For those of you who don't know the story of the Churchill photo shoot, here it is:
"My portrait of Winston Churchill changed my life. I knew after I had taken it that it was an important picture, but I could hardly have dreamed that it would become one of the most widely reproduced images in the history of photography. In 1941, Churchill visited first Washington and then Ottawa. The Prime Minister, Mackenzie King, invited me to be present. After the electrifying speech, I waited in the Speaker's Chamber where, the evening before, I had set up my lights and camera.

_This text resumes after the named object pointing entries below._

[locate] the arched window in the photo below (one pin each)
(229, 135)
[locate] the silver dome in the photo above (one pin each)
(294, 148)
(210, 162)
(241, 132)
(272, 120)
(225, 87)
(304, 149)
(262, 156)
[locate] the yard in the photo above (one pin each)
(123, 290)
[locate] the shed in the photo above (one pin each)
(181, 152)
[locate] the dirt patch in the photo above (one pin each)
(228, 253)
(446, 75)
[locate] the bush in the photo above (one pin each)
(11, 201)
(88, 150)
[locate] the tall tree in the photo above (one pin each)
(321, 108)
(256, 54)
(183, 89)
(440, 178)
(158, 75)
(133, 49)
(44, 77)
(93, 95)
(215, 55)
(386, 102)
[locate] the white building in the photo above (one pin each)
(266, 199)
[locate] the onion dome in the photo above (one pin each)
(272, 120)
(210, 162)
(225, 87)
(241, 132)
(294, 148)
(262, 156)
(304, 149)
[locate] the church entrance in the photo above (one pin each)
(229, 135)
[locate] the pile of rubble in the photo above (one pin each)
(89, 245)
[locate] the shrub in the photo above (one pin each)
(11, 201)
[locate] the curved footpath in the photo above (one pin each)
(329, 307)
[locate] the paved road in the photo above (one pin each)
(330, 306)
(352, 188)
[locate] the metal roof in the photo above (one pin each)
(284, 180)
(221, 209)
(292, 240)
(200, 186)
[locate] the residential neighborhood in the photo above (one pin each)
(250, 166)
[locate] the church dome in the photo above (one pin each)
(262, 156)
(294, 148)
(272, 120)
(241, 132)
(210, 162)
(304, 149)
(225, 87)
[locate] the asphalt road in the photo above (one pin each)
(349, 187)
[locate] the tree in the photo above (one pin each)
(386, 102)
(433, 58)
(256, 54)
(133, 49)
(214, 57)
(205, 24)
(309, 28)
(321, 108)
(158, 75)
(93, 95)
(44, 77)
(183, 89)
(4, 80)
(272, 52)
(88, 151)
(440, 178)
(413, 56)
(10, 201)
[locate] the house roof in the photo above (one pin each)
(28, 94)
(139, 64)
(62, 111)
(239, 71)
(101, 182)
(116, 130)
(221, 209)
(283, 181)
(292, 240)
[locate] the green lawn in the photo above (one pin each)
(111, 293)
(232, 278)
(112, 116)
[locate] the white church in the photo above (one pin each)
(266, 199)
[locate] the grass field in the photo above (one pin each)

The Prime Minister, arm-in-arm with Churchill and followed by his entourage, started to lead him into the room. I switched on my floodlights; a surprised Churchill growled, "What's this, what's this?" No one had the courage to explain. I timorously stepped forward and said, "Sir, I hope I will be fortunate enough to make a portrait worthy of this historic occasion." He glanced at me and demanded, "Why was I not told?" When his entourage began to laugh, this hardly helped matters for me. Churchill lit a fresh cigar, puffed at it with a mischievous air, and then magnanimously relented. "You may take one." Churchill's cigar was ever present. I held out an ashtray, but he would not dispose of it. I went back to my camera and made sure that everything was all right technically. I waited; he continued to chomp vigorously at his cigar. I waited. Then I stepped toward him and, without premeditation, but ever so respectfully, I said, "Forgive me, sir," and plucked the cigar out of his mouth. By the time I got back to my camera, he looked so belligerent he could have devoured me. It was at that instant that I took the photograph." - Yousuf Karsh, 1908 - 2002.